A new ransomware known as Princess Locker ransomware has been identified by security experts; the threat demands a ransom fee of 3 Bitcoins.
Princess Locker Ransomware Appears
Security experts have identified a new strain of ransomware that has been named Princess Locker. Some basic information is available about the threat.
The malware encrypts the victim files like every other ransomware and then appends a random file name extension to each victim file. A unique ID is associated with each target machine. This ID is then sent to the remote malicious C&C servers.
The generated unique ID can be used by the criminal perpetrators of the malware for different uses – extortion, botnet recruitment or other similar activities.

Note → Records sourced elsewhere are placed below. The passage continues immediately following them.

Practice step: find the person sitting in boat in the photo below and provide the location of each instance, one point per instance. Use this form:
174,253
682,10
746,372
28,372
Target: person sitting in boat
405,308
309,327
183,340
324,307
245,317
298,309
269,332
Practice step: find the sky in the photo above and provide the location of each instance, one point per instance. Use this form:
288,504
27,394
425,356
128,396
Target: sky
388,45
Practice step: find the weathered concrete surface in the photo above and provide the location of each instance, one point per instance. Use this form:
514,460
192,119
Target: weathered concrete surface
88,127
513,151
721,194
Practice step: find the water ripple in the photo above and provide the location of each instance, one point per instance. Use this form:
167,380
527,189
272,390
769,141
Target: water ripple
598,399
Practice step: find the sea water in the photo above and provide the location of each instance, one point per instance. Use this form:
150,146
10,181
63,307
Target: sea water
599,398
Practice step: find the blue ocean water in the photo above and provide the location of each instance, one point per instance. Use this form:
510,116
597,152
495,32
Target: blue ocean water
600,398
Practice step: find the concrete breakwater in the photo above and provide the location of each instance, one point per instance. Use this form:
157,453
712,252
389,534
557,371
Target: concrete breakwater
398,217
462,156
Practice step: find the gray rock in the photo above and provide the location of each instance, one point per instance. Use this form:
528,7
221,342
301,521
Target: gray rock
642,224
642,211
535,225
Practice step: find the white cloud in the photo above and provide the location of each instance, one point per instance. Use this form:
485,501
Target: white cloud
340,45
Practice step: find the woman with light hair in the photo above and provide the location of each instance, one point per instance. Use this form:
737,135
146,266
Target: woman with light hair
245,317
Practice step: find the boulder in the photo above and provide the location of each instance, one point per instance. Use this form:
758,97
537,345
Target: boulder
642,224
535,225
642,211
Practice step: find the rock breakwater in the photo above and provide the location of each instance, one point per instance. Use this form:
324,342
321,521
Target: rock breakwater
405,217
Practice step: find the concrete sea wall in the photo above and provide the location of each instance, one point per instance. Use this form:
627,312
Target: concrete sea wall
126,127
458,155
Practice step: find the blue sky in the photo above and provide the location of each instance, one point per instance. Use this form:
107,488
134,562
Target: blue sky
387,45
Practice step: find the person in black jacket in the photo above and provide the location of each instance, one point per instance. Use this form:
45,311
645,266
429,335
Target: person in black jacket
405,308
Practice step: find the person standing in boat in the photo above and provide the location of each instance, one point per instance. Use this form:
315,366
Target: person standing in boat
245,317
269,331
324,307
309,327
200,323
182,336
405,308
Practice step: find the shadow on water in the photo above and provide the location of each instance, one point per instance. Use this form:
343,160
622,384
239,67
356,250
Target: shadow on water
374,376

Ransom notes are created and displayed to the user. They contain the unique victim ID and links to the anonymous TOR payment sites where the victims can view the payment information. The gateway page looks almost the same as the Cerber’s language selection screen which may indicate that the ransomware shares code with the famous virus.
When the victim’s login to the site they will see information about the payment such as the amount (the ransom fee requests the sum of 3 Bitcoins), address and some frequently asked questions and their respective answers.
The payment gateway site provides the option to decrypt one file for free. At this moment there are no ransomware samples used in attack campaigns and so the researchers do not know what targets the attackers will choose. We may even see further changes to the features and behavior of the code.
However, from what we have seen so far, an obvious choice for distribution would be infected email attachments or malicious redirection links to infected binaries with the Princess locker ransomware. Whatever the case as there are some indications that it is based on the Cerber code, a decryptor could be made if the cipher is weak enough.